I didn’t want it to be an action-oriented series where we watch to solve the crime. I wanted it to really be an exploration of grief – I wanted it to feel like the book, because that’s what the book feels like. It was this web of characters with all these different backgrounds and against this very complex backdrop. And there are all these different ways that people try to deal with it in different ways.
And I think when I actually looked at the book, I pulled out sentences, and then I talked to my DP, and we watched movies together – we watched this great French series called Ghosts, “The Return,” a zombie series about the return of the dead.

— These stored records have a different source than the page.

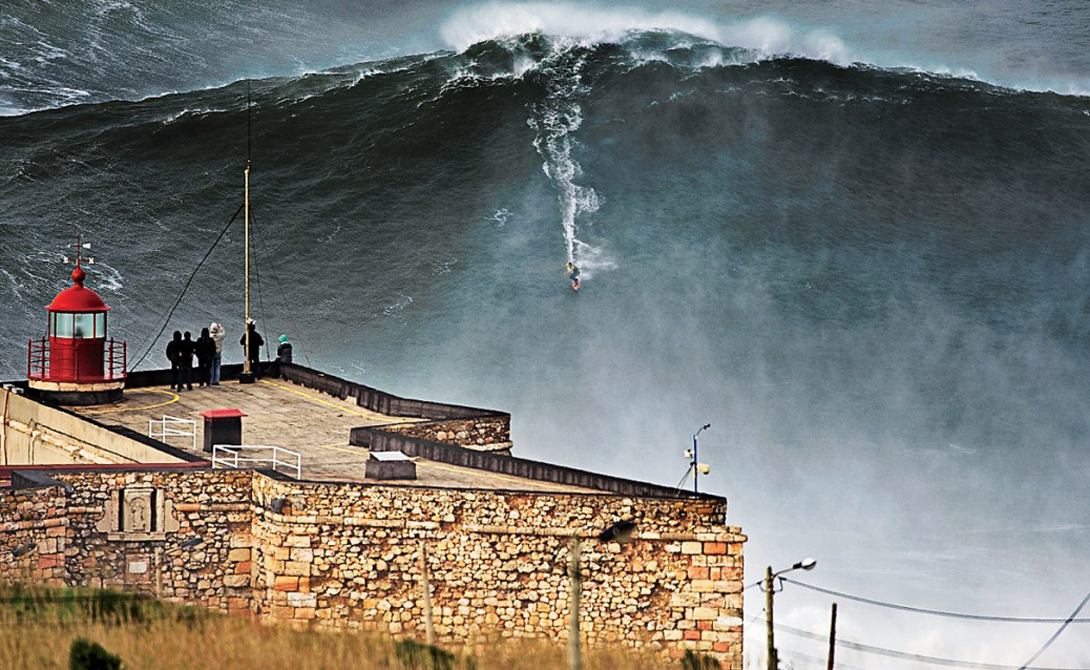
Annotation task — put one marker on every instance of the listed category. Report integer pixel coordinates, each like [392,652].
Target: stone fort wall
[336,555]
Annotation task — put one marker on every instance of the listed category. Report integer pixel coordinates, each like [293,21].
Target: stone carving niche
[137,513]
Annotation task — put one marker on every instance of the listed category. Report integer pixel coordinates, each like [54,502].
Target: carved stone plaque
[137,513]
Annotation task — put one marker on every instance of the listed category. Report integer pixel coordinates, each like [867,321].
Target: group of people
[208,350]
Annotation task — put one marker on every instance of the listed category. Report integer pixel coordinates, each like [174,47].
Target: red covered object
[222,414]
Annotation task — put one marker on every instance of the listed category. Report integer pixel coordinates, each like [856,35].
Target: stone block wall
[33,515]
[482,434]
[106,549]
[348,556]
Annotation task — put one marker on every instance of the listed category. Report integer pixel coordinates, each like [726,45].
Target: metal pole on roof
[574,656]
[428,622]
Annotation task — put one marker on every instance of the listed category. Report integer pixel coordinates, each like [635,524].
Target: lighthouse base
[73,393]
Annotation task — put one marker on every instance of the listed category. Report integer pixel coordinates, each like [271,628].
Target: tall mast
[247,374]
[245,360]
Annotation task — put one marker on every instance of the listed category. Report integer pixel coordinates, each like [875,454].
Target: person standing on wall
[255,348]
[218,335]
[185,351]
[206,350]
[283,351]
[173,354]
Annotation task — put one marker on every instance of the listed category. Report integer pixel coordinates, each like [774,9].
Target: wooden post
[574,656]
[428,622]
[832,638]
[767,607]
[158,573]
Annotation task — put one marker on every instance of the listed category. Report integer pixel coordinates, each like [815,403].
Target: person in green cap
[283,351]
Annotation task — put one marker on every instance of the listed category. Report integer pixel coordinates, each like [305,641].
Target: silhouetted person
[185,351]
[218,335]
[255,348]
[173,351]
[283,351]
[205,349]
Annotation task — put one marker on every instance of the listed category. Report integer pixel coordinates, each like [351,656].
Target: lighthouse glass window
[62,325]
[84,326]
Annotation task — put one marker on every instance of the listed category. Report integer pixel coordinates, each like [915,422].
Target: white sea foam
[578,22]
[555,119]
[767,37]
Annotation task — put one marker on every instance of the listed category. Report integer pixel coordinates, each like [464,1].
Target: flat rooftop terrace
[314,424]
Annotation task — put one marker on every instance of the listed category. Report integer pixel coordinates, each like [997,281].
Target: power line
[936,612]
[184,289]
[934,660]
[1056,634]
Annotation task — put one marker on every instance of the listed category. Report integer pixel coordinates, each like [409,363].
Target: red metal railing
[37,358]
[64,365]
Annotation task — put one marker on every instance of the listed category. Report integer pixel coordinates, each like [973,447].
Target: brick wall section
[348,556]
[33,515]
[213,504]
[484,434]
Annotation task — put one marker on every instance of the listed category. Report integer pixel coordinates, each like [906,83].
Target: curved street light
[807,563]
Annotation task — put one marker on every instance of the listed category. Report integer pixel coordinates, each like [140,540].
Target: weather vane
[79,246]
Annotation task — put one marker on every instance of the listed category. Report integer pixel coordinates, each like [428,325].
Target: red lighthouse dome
[76,363]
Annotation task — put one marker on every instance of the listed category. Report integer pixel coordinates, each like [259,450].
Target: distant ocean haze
[859,252]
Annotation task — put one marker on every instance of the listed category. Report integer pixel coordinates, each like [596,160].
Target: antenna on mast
[79,246]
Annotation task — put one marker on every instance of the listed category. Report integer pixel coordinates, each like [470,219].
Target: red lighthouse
[76,364]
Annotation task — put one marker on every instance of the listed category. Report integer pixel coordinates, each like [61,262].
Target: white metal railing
[233,455]
[171,426]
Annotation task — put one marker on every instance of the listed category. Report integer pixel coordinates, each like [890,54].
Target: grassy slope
[37,628]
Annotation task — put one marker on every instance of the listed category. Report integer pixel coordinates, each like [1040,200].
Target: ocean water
[852,236]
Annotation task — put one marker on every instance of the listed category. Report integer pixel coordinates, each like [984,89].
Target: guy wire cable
[283,296]
[184,289]
[1056,634]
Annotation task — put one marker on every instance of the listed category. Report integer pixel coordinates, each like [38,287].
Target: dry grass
[37,629]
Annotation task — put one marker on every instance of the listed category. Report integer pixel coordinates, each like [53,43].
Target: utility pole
[767,606]
[832,638]
[574,657]
[428,623]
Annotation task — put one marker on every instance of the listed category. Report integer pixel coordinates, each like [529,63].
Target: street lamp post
[768,580]
[695,462]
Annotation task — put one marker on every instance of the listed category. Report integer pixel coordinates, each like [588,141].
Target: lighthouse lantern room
[76,364]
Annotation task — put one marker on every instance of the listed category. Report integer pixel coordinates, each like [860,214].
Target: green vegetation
[88,629]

But it’s not what you would think. It’s really about grief and how time passes. We watched foreign films, like this Icelandic film called A
When we put these images together, I think we wanted to convey a sense of ghost and emptiness.
That poignancy really comes through, and I’d like to know what formed in your mind’s eye as you thought about how to show an absence or illustrate that lack, if not a complete emptiness?
I think we talked a lot in the writers’ room about ambiguous loss, about not having closure, and about all the different ways we carry trauma that isn’t visible. It’s not always that easy OK, this person died. And now I’m grieving. Sometimes you never get closure, you never get to say goodbye. Sometimes you mourn the lost time. Sometimes you grieve the loss of memory […] where the person is still there, but they are not there as you know them. So how do you feel about them? And how do you mourn?
I think that’s why – and I went along with it The good bye Also – [I focused on] I really look at space and have the ability to do wide angle shots where people are really isolated in the frame.
Photo: Atsushi Nishijima/Prime Video
Photo: Jupiter Wong/Prime Video
Photo: Glen Wilson/Prime Video
Margaret, for example, is looking for a place where she can be alone in her grief. And the emptiness of this space somehow gives her comfort because she is able to be someone else. She is not constantly reminded of the tragedy. And so having Nicole in a convenient location in Hong Kong was a really central image for us. She had to climb the seven flights of stairs. It was her first day of filming. I was like, Oh my god, she’s going to hate me. This is Nicole Kidman. I have her go up the stairs, there is no elevator.
Definitely. As for your point about almost avoiding the mystery, I’m curious to see how you set up the final type of confrontation between all of these women. In the finale one has the impression that it is a staccato conversation in which these fragments are chopped up.
In a way it’s like a visual voiceover, I suppose. I wanted it to feel like they were addressing the audience; I wanted to play with it [idea that] Everything they said, the other woman could say almost the same thing. It’s a specific conversation, but it’s also a universal conversation; There are endings and beginnings. It’s about apologizing and not being able to find the words to apologize. They were all the other woman in different situations. And the series deals a lot with perpetrators and victims. And we always have compassion for the victims, it’s easy to identify with them. But it’s much harder to actually have compassion for the people who do the deeds and make the mistakes. And it was really important to us that all of these women were perpetrators and victims at the same time – but with different stories. In someone else’s story, they are the perpetrator; in their own story they are the victim. And being able to grasp all of these truths at once – it just felt like this symmetry of their faces connected them.
Foreigners is now streaming on Prime Video.